The numbers arrive before the opinions. The IMF measures that 40% of global jobs — and 60% in advanced economies — are already exposed to AI disruption. The WEF's Future of Jobs Report 2025 projects that by 2030, 170 million new jobs will be created while 92 million disappear, for a net gain of 78 million. The fastest-growing roles are not technology jobs — they are farmworkers, care workers, and delivery riders. AI is hitting cognitive labor far harder than physical labor, at least for now.
Yet the most unsettling number comes from Goldman Sachs's self-correction. In 2023, they predicted AI would boost global GDP by 7%. In early 2026, chief economist Jan Hatzius confirmed that AI's net contribution to U.S. GDP in 2025 was "essentially zero" — vast AI hardware spending flowed to import sources like Taiwan and South Korea, and no meaningful relationship between AI and productivity has been detected at the aggregate level.

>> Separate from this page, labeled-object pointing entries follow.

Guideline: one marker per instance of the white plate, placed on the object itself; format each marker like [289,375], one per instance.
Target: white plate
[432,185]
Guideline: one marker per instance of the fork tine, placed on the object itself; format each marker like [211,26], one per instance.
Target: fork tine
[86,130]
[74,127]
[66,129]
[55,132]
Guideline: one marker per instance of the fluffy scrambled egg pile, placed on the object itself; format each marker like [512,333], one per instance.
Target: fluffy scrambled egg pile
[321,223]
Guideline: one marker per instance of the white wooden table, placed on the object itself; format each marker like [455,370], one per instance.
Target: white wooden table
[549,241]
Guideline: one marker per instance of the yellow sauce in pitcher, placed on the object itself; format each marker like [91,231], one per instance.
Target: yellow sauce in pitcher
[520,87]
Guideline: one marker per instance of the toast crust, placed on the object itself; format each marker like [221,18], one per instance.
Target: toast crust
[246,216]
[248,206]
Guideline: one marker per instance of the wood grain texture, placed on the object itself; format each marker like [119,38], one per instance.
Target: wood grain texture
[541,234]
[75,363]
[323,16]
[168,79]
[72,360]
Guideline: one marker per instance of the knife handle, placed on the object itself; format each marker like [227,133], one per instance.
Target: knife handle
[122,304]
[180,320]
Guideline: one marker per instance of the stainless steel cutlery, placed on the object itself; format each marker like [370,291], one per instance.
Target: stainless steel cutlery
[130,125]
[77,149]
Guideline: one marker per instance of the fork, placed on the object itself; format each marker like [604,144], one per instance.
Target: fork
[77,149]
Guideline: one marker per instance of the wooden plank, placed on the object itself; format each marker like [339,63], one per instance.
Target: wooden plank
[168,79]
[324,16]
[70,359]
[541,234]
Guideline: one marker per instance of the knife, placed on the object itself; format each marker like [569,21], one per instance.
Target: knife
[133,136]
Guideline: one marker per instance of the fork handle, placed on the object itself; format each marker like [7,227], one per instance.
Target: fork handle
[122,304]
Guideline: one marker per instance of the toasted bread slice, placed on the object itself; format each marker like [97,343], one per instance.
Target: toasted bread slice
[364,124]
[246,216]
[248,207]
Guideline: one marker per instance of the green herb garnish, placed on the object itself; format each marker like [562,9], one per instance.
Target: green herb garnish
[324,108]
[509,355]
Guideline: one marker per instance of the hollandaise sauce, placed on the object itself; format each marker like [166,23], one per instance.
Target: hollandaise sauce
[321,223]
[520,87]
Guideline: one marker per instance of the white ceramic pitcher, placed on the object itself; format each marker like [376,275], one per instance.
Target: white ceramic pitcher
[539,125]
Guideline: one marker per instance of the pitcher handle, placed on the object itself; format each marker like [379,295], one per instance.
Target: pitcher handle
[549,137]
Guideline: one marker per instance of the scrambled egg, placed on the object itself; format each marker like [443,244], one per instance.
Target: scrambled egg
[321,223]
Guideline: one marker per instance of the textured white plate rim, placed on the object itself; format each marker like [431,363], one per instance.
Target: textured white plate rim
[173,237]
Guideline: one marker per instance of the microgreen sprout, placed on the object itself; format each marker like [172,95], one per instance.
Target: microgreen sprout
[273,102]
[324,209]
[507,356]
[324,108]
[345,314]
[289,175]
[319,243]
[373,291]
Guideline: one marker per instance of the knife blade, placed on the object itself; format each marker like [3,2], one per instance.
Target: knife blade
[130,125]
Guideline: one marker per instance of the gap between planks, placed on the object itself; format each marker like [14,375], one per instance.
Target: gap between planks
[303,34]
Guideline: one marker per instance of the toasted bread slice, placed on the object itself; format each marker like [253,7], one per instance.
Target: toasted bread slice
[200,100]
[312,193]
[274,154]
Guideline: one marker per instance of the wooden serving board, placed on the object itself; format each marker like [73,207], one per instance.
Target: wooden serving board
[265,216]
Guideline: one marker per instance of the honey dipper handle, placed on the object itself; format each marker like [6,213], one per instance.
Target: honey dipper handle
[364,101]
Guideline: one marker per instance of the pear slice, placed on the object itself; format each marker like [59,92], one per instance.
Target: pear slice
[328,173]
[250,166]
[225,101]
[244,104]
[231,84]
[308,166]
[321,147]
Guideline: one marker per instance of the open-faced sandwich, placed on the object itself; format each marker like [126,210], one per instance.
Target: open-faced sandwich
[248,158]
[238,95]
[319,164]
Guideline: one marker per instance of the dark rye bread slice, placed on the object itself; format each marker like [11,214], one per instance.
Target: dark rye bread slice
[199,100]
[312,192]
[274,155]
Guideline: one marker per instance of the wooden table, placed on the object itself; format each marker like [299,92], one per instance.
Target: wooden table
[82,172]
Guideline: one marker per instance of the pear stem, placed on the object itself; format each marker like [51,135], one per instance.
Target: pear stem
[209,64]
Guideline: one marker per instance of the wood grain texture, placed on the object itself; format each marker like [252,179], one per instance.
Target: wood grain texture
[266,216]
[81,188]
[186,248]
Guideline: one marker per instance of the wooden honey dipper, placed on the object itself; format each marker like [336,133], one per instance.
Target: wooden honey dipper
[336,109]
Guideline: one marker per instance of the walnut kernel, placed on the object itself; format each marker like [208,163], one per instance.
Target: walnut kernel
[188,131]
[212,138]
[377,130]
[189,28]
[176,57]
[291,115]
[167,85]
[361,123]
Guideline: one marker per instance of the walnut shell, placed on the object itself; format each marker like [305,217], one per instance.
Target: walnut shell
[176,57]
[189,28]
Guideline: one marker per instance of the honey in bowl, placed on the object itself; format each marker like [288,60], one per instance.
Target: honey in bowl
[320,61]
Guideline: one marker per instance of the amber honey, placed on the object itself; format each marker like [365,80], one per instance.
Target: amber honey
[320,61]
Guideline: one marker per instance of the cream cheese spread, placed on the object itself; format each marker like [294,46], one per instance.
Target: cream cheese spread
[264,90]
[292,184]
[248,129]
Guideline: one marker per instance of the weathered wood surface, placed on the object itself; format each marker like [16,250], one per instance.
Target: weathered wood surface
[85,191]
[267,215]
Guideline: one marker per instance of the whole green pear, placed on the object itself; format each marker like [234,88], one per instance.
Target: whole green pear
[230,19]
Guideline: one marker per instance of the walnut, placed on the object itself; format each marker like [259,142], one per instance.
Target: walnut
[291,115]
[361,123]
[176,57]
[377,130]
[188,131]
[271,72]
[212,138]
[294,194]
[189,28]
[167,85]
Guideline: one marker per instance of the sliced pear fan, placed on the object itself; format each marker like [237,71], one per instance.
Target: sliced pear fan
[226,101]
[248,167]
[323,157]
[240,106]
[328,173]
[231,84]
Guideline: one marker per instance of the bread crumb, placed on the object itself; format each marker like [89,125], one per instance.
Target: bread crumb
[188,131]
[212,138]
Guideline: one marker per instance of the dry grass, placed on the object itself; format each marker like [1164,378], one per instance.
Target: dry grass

This is the 2026 reprise of Solow's 1987 quip — "You can see the AI everywhere except in the productivity statistics." We have poured over $1 trillion into compute investment, yet at the macroeconomic level, the productivity curve has barely moved.
MIT economist Daron Acemoglu (2024 Nobel laureate) offers a theoretical explanation: only 4.6% of total tasks have actually been automated by AI — far below the 25% assumed by industry. Capital markets are cheering AI, labor markets are absorbing real pain, and productivity data shows almost no response. All three are simultaneously true — and together they constitute the greatest epistemological puzzle of Labor Day 2026.